The monetary value of an asset decreases over time due to use, wear and tear or obsolescence. This decrease is measured as depreciation. Depreciation, i.e. a decrease in an asset’s value, may be caused by a number of other factors as well such as unfavorable market conditions, etc. Machinery, equipment, currency are some examples of assets that are likely to depreciate over a specific period of time. Opposite of depreciation is appreciation which is increase in the value of an asset over a period of time.

Methods of Depreciation:

The four common methods of depreciation are:

  1. Straight-line
  2. Double declining balance
  3. Units of Production
  4. Sum of years digits

Straight-line Depreciation

This method is also known as fixed instalment method. Under this method, an equal amount is charged for depreciation of every fixed asset in each of the accounting periods. This uniform amount is charged until the asset gets reduced to nil or its salvage value at the end of its estimated useful life. Thus, the amount of depreciation is calculated by simply dividing the difference of original cost or book value of the fixed asset and the salvage value by useful life of the asset.

Double declining balance

This method is a mix of straight line and diminishing balance method. Thus, depreciation is charged on the reduced value of the fixed asset in the beginning of the year under this method. A fixed rate of depreciation is applied just as in case of straight line method. This rate of depreciation is twice the rate charged under straight line method. Thus, this method leads to an over depreciated asset at the end of its useful life as compared to the anticipated salvage value.
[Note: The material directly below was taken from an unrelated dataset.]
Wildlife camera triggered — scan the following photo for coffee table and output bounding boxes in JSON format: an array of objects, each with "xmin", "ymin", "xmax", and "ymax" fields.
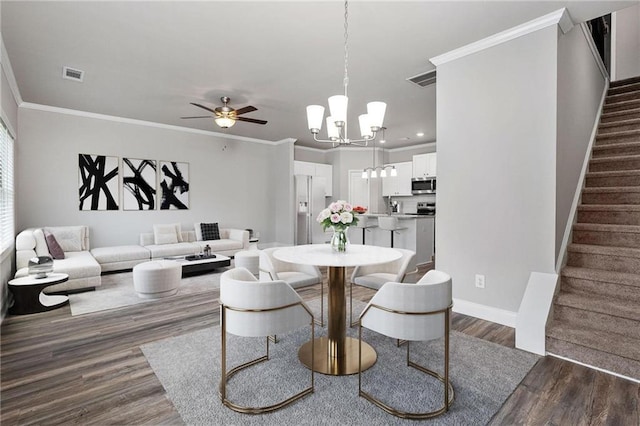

Therefore, companies adopt various approaches in order to overcome such a challenge. Firstly, the amount of depreciation charged for the last year is adjusted. This is done to make salvage value equal to the anticipated salvage value. Secondly, many companies choose to use straight line depreciation method in the last year to adjust the over depreciated salvage value.

Units of Production

Units of production assigns an equal expense rate to each unit produced, which makes it most useful for assembly or production lines. The formula involves using historical costs (the price of an asset based on its nominal or original cost when acquired by the company) and estimated salvage values. The method then determines the expense for the accounting period multiplied by the number of units produced.

Sum of years digits

The sum-of-the-years’ digits method offers a depreciation rate that accelerates more than the straight-line method but less than the declining balance method. Annual depreciation is separated into fractions using the number of years of the business asset’s useful life. Such assets may include buildings, machinery, furniture, equipment, vehicles, and electronics.